Australian workers exposed to unsafe chemicals

Media Release - March 16, 2026

Outdated chemical exposure limits in Australian workplaces are exposing workers to cancer-causing chemicals, despite government experts warning more than five years ago that current limits are unsafe.

Australian Unions are calling on Federal, State and Territory Work Health and Safety Ministers to lower exposure limits for nine hazardous chemicals at the end of the month when they are due to respond to new limits recommended by Safe Work Australia.

The ACTU and five public health organisations, including the Cancer Council of Australia have written to Work Health and Safety Ministers to adopt more proactive usage levels. (See joint letter attached).  

The chemicals include the known carcinogens benzene, formaldehyde, and respirable crystalline silica, as well as chlorine, copper, hydrogen cyanide, hydrogen sulphide, nitrogen dioxide, and titanium dioxide.

Workers in demolition, housing construction and tunnelling are among those most frequently exposed to the nine chemicals.

Nurses and medical technicians who collect and preserve tissue samples are also impacted, along with workers who monitor drinking water, manufacture wood products and pharmaceuticals, and work with chemical solutions in laboratories.

Under the current chemical exposure limits, these workers face risks of cancer, lung disease, burns, poisoning, nerve damage, and reproductive harm.

Safe Work Australia first recommended lowering chemical exposure limits in 2022 after independently reviewing more than 600 workplace chemicals.

Work Health and Safety Ministers agreed to the new limits for all but nine of the chemicals; but left out this final group of nine after lobbying by employer and industry groups.

Safe Work Australia has since completed a further assessment and confirmed for a second time that the existing exposure limits for the remaining nine chemicals are failing to protect workers’ health.

Safe Work Australia’s latest recommendations would bring Australia into line with international standards. The proposed exposure limit for benzene would align with regulations in Europe; formaldehyde with those in Europe and New Zealand; and hydrogen cyanide with regulations covering most of Europe and Singapore. Limits around exposure to hydrogen sulphide would match those in Japan and several European countries. Silica standards would mirror those already in force in New Zealand and parts of Canada.

Australian Unions are calling on Federal, State and Territory Work Health and Safety Ministers to impose stricter exposure limits on the nine chemicals by adopting Safe Work Australia’s new lower recommended limits.

Quotes attributable to ACTU Assistant Secretary, Liam O’Brien:

“Sadly, more cancer cases and serious illnesses have emerged during the five years that workers have waited for tougher regulatory action to limit exposure to these nine chemicals.

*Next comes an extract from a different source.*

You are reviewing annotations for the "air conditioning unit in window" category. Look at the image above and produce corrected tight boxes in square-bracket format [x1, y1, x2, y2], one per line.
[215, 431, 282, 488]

“Despite our efforts to address silica dust in workplaces, workers continue to be exposed to this deadly substance at twice the safe limit.

“Our national health and safety experts have determined that current exposure limits are not safe; yet governments at all levels have not taken the advice of their own national safety experts.

“Lowering exposure limits will save lives, and that should be a good enough reason to act now. If Safe Work Australia is telling us the current exposure settings are too high to keep workers safe, then any further delays would be unforgivable.

“Every day, tradies in construction, nurses and technicians handling tissue samples, the workers who keep our drinking water safe, pharmaceutical workers, lab assistants and wood manufacturing workers are being exposed to toxic cancer-causing chemicals at unsafe levels.

“State and Territory Work Health and Safety Ministers have an opportunity to demonstrate that workers’ lives matter more than industry pressure to keep using these chemicals at dangerous levels.

“Across Europe and in countries like Canada, New Zealand, Singapore and Japan, these chemicals have already been limited. No worker in this country should be expected to take risks that other nations have already moved to reduce.”